Variations on a Theme, Part VII: Construction

Since I first played Adventure Construction Set on the Commodore 64, I’ve been a big fan of games that let you create your own worlds. The more detailed, the better. After the fourteen-year-old me played through Rivers of Light and dissected it with the editor, I created many an adventure. I assembled fantasy worlds where I created my own magic swords, my own versions of manticores and wyverns, and my own castles and dungeons. I created a remake of The Goonies after having seen the movie for the first time. The restaurant, the tunnels beneath, the pursuing Fratellis, and One-Eyed Willy’s pirate ship. I also remember adding a toilet that would attack you in the basement of the restaurant for some reason. I probably just thought it was funny.

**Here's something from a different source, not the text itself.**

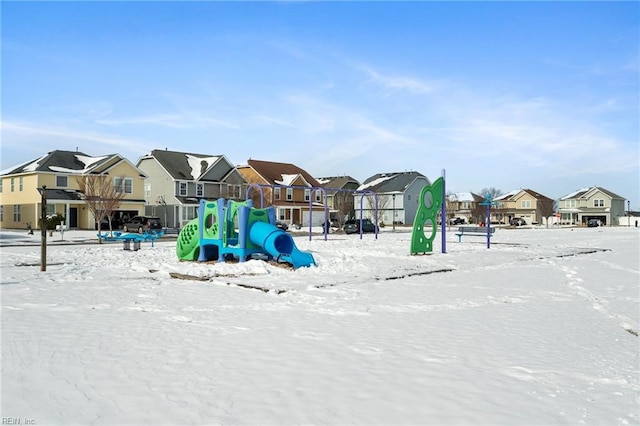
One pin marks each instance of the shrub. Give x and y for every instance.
(53, 220)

The Adventure Construction Set was a fun start for the twelve-year-old me, but it was just the beginning. I don’t think I got into videogame world-creation again until my adult life, when Neverwinter Nights was released with its Aurora Engine. The C-like language that they gave you enabled me to program my own rules for resting, where you were only allowed to set camp once per day, and you had a chance to be interrupted by wandering monsters. At an inn, you healed fully and there was no chance of monsters.

Neverwinter’s scripting engine allowed me to set scripted events, triggers, and traps, and do more than you’d ever expect. All in all, I spent a good year creating my Neverwinter Nights adventure. I think there was only once person who ever played it, and not to completion, but I had fun and learned a lot.

Today, games like LittleBigPlanet allow people to create some pretty amazing things, but as a console game, it can’t have as deep a toolset as a PC counterpart could have.

Andrew Armstrong brings things a bit further, incorporating RTS games and Sim City into his construction theme. I suppose that if I expanded like that, the one game I’d certainly include is Dungeon Keeper. The game is ancient, but it’s still very good.

In closing, I really enjoy games that allow me to create worlds, but the whole operation is so time-consuming that I can only really get into it once every ten or fifteen years.